This is the race to achieve reliable long-term weather predictions

Image credit: Zoltan Balogh (EFE)

In an article published in El País, Spain’s second-largest daily newspaper by circulation, Raúl Limón writes about the various approaches and initiatives within the scientific community to develop reliable long-term weather predictions with which to adequately prepare for extreme weather events that currently cost more than 131,565 million euros each year.

The consequences of efficient weather forecasting go far beyond planning a vacation. Having precise data over a long period of time, beyond the three days currently assumed by the most reliable estimates, would save lives and avoid economic losses that a study published in Nature Communications estimates at 143,000 million dollars annually (131,565 million euros). Technological giants such as Google or IBM, in collaboration with NASA, and institutions from the EU and other continents, have joined the objectives of the United Nations plan to improve early warning systems and develop tools to take advantage of advances in technology. artificial intelligence in order to achieve a reliable prediction in the medium and long term. Understanding the sky is one of the scientific and technological challenges of our time.

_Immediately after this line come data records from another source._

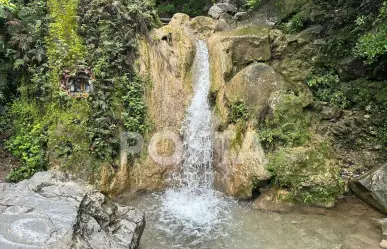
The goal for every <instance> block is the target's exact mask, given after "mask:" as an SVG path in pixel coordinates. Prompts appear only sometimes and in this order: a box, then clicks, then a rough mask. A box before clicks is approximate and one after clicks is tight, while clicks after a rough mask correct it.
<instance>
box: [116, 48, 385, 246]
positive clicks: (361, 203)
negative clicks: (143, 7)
mask: <svg viewBox="0 0 387 249" xmlns="http://www.w3.org/2000/svg"><path fill="white" fill-rule="evenodd" d="M194 66H195V68H194V69H195V73H194V79H195V81H194V92H195V94H194V97H193V99H192V102H191V104H190V106H189V107H188V110H187V114H186V118H185V120H184V122H183V125H182V127H183V128H182V133H183V137H184V157H183V163H182V167H181V168H180V170H179V171H177V172H174V173H173V174H172V175H171V178H170V180H171V183H172V186H173V187H171V188H170V189H168V190H166V191H165V192H163V193H153V194H147V195H143V196H140V197H138V198H135V199H129V198H125V197H124V198H123V199H121V200H118V201H119V202H121V203H123V204H129V205H132V206H135V207H137V208H138V209H140V210H145V212H146V220H147V226H146V229H145V232H144V235H143V237H142V239H141V245H140V249H173V248H178V249H335V248H337V249H373V248H378V243H379V241H380V239H381V235H380V230H379V228H377V227H375V226H373V225H372V222H370V219H369V218H368V217H369V216H370V217H377V216H378V213H377V212H374V211H372V209H370V208H369V207H367V206H366V205H364V204H363V203H361V202H360V201H358V200H357V199H353V200H351V201H352V202H353V203H351V202H348V203H347V202H346V201H345V202H344V204H342V205H341V206H340V205H339V207H338V208H336V210H332V211H330V212H328V213H326V214H324V215H305V214H300V213H299V214H297V213H292V214H277V213H268V212H259V211H256V210H253V209H252V208H251V203H248V202H243V203H241V202H237V201H235V200H233V199H231V198H228V197H225V196H224V195H223V194H222V193H219V192H217V191H216V190H214V189H213V171H212V165H211V162H212V138H211V110H210V106H209V103H208V93H209V88H210V72H209V59H208V49H207V46H206V44H205V43H204V42H203V41H199V42H198V43H197V52H196V57H195V63H194Z"/></svg>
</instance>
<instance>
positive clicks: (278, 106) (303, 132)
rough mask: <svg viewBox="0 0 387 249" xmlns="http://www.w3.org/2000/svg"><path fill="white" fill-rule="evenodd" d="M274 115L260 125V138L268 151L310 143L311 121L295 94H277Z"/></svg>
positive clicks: (276, 95)
mask: <svg viewBox="0 0 387 249" xmlns="http://www.w3.org/2000/svg"><path fill="white" fill-rule="evenodd" d="M272 111H273V114H272V115H271V116H267V117H266V119H265V120H264V122H263V123H262V124H261V125H260V129H259V137H260V140H261V141H262V144H263V147H264V148H265V149H266V150H269V151H274V150H275V149H276V148H278V147H280V146H297V145H302V144H304V143H305V142H307V141H309V139H310V133H309V131H308V126H309V120H308V116H307V115H306V114H305V113H304V109H303V105H302V102H301V100H300V99H299V98H298V97H297V96H296V95H295V94H294V93H286V92H277V95H276V104H275V109H274V110H272Z"/></svg>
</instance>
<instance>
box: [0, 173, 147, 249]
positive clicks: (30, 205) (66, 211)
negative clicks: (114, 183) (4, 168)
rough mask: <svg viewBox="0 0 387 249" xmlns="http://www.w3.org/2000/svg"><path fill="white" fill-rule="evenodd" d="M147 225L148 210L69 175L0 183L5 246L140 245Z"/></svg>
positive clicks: (0, 192) (2, 239)
mask: <svg viewBox="0 0 387 249" xmlns="http://www.w3.org/2000/svg"><path fill="white" fill-rule="evenodd" d="M144 226H145V220H144V214H143V213H141V212H138V211H136V210H134V209H133V208H131V207H121V206H119V205H118V204H115V203H113V202H111V201H109V200H108V199H107V198H106V197H105V196H104V195H103V194H101V193H99V192H98V191H96V190H95V189H93V188H92V187H91V186H89V185H87V184H85V183H84V182H75V181H72V180H71V178H70V176H68V175H66V174H64V173H59V172H54V171H52V172H41V173H37V174H35V176H34V177H32V178H31V179H30V180H25V181H23V182H20V183H18V184H6V183H1V184H0V248H1V249H11V248H18V249H27V248H28V249H30V248H34V249H35V248H36V249H39V248H57V249H67V248H87V249H106V248H109V249H121V248H122V249H123V248H130V249H135V248H137V246H138V243H139V240H140V237H141V234H142V232H143V229H144Z"/></svg>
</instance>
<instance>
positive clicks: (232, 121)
mask: <svg viewBox="0 0 387 249" xmlns="http://www.w3.org/2000/svg"><path fill="white" fill-rule="evenodd" d="M249 117H250V114H249V112H248V110H247V108H246V106H245V103H244V102H243V100H238V101H236V102H234V103H231V108H230V114H229V117H228V120H229V123H231V124H235V123H237V122H238V121H239V120H244V121H247V120H248V119H249Z"/></svg>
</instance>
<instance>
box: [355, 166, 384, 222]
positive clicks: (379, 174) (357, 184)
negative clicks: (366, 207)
mask: <svg viewBox="0 0 387 249" xmlns="http://www.w3.org/2000/svg"><path fill="white" fill-rule="evenodd" d="M350 188H351V189H352V191H353V192H354V193H355V194H356V196H357V197H359V198H360V199H362V200H363V201H365V202H366V203H368V204H369V205H371V206H373V207H374V208H376V209H378V210H379V211H381V212H383V213H385V214H387V165H384V166H382V167H379V168H377V169H375V170H373V171H370V172H368V173H366V174H365V175H363V176H360V177H358V178H355V179H354V180H352V181H351V183H350Z"/></svg>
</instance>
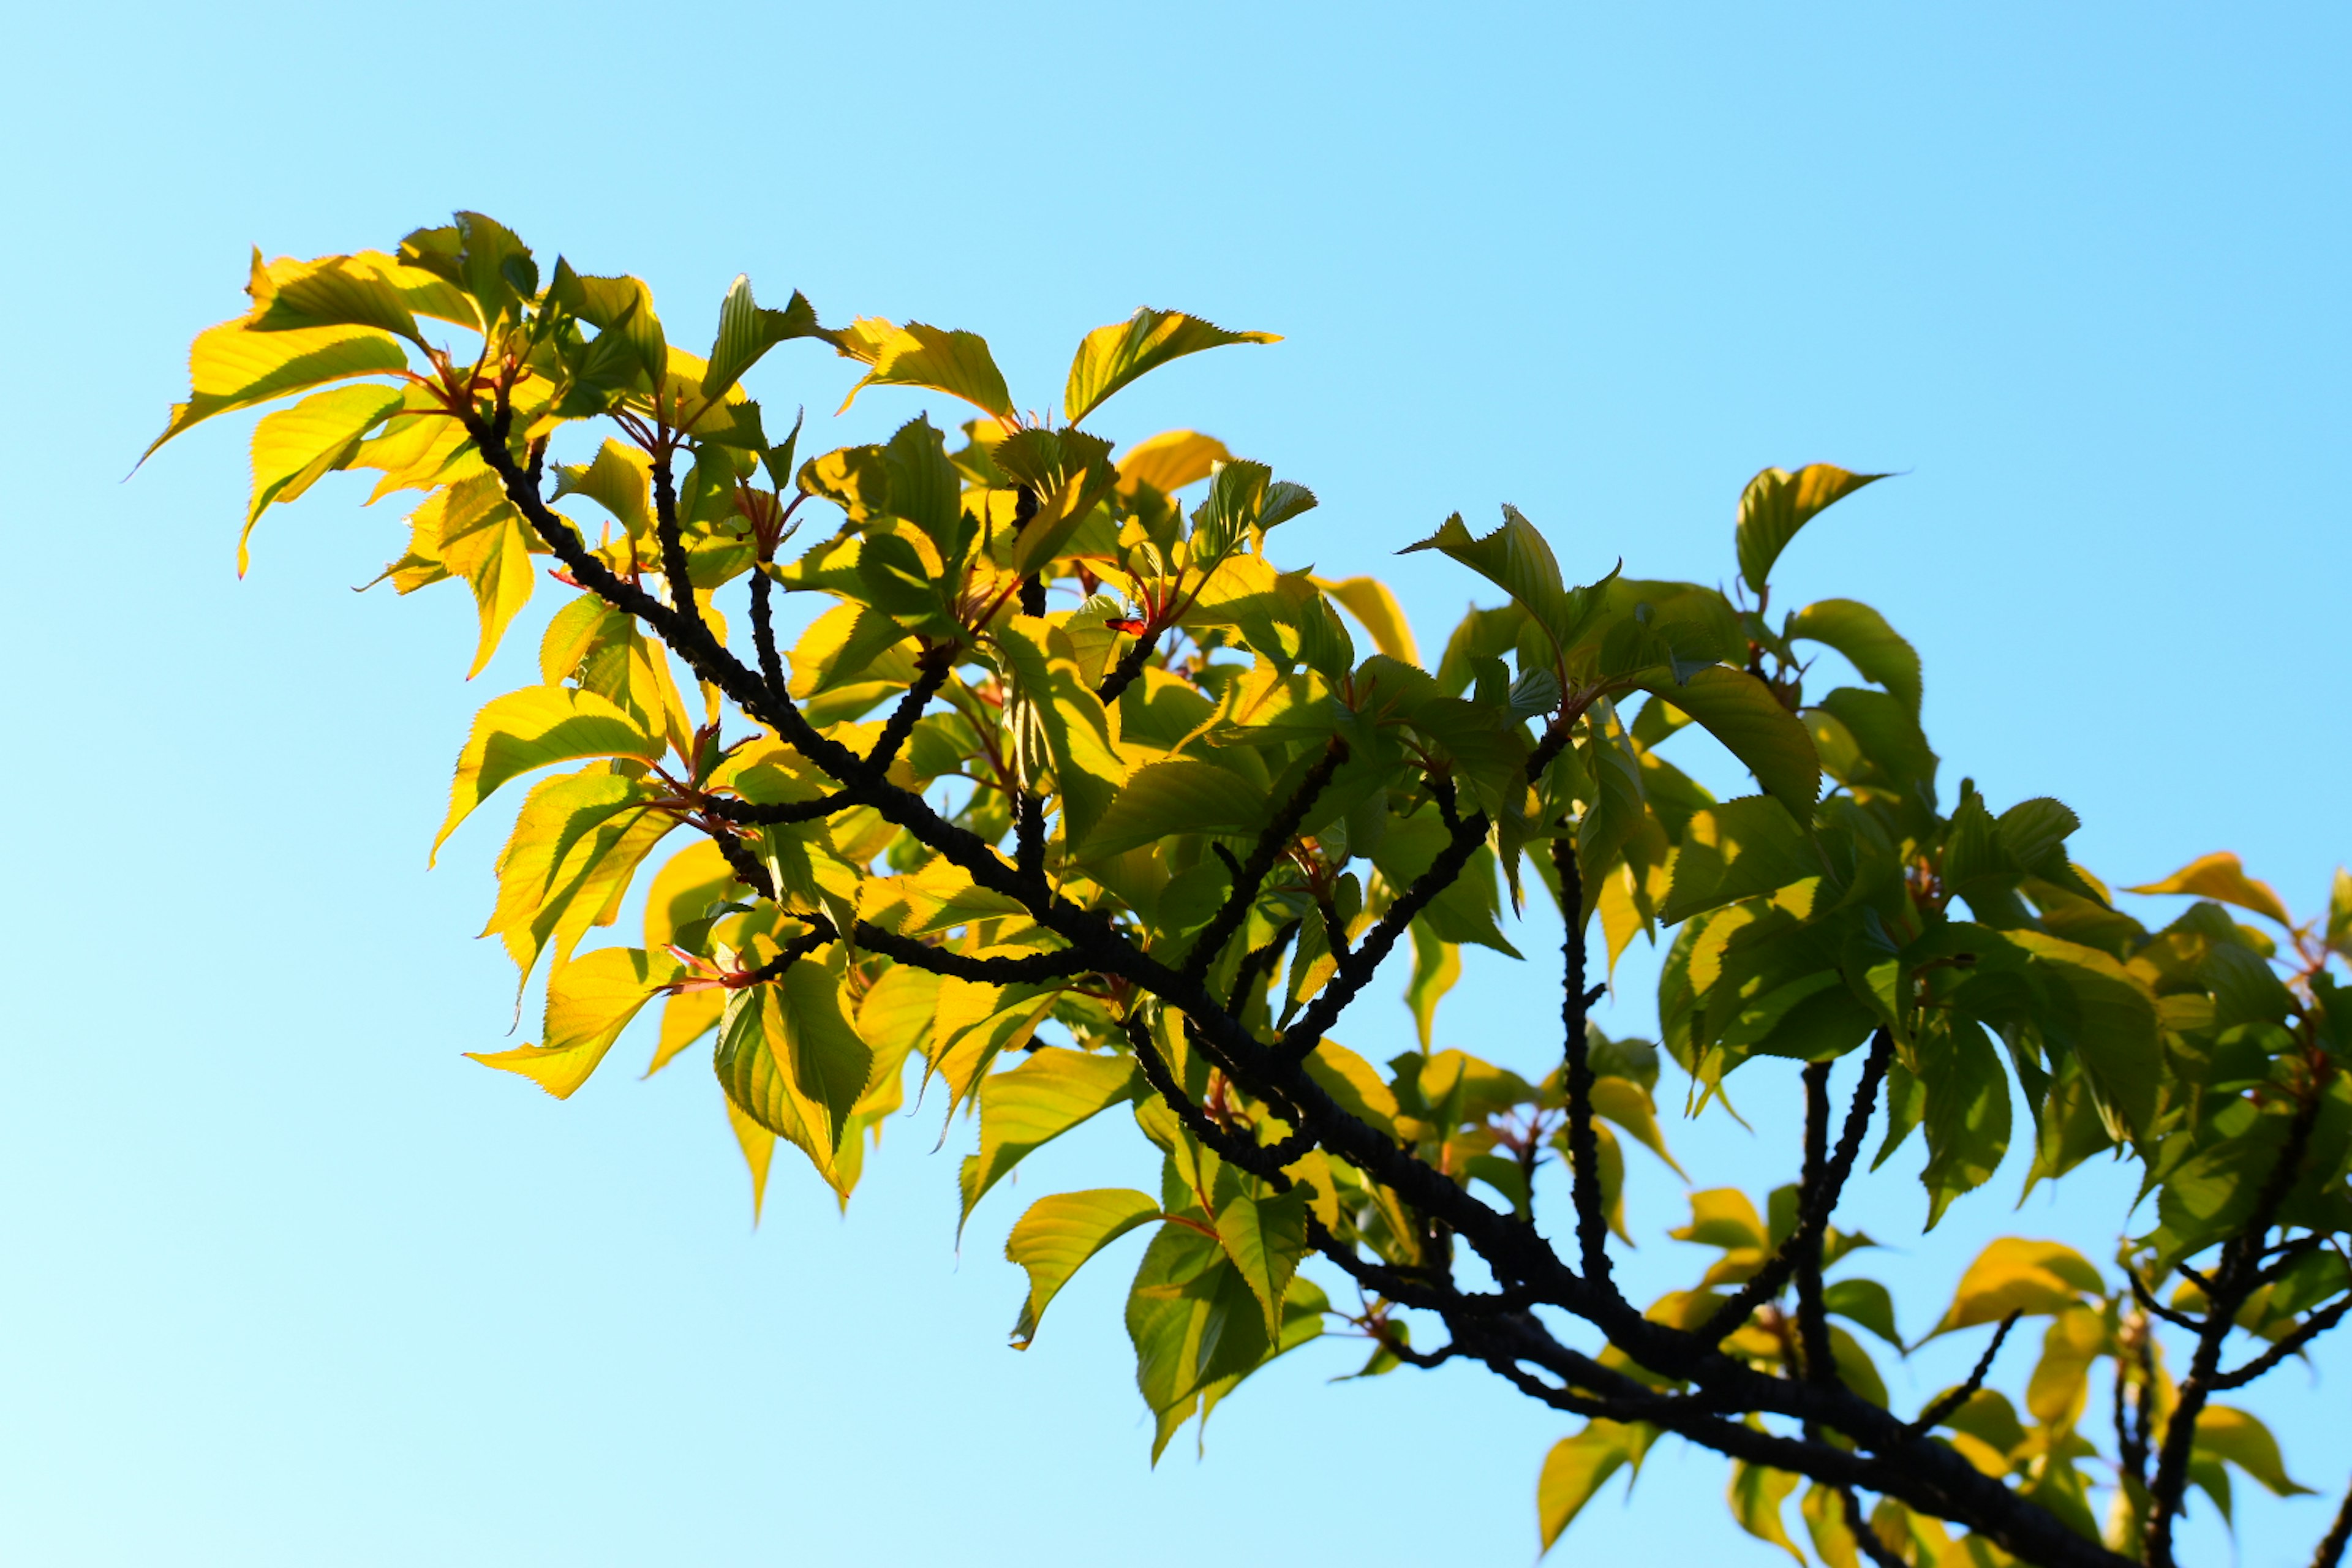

Excerpt of article pertaining to CRUCIAL:

Some initiatives focus on specific phenomena to advance precise forecasts. It is the case of CRUCIAL laboratory from the universities of Lancaster and Exeter, in the United Kingdom, which attempts to determine the number of hurricanes in the Atlantic in 2024.

“Changes in ocean temperatures, driven by climate change, mean that the historical hurricane record is no longer a good guide to predicting future hurricanes,” he says. Kim Kaivanto Professor of Economics and member of the CRUCIAL initiative.


The original article appeared in Spanish and has subsequently been republished in Spanish, Spanish, Spanish, Spanish, English, English, and French.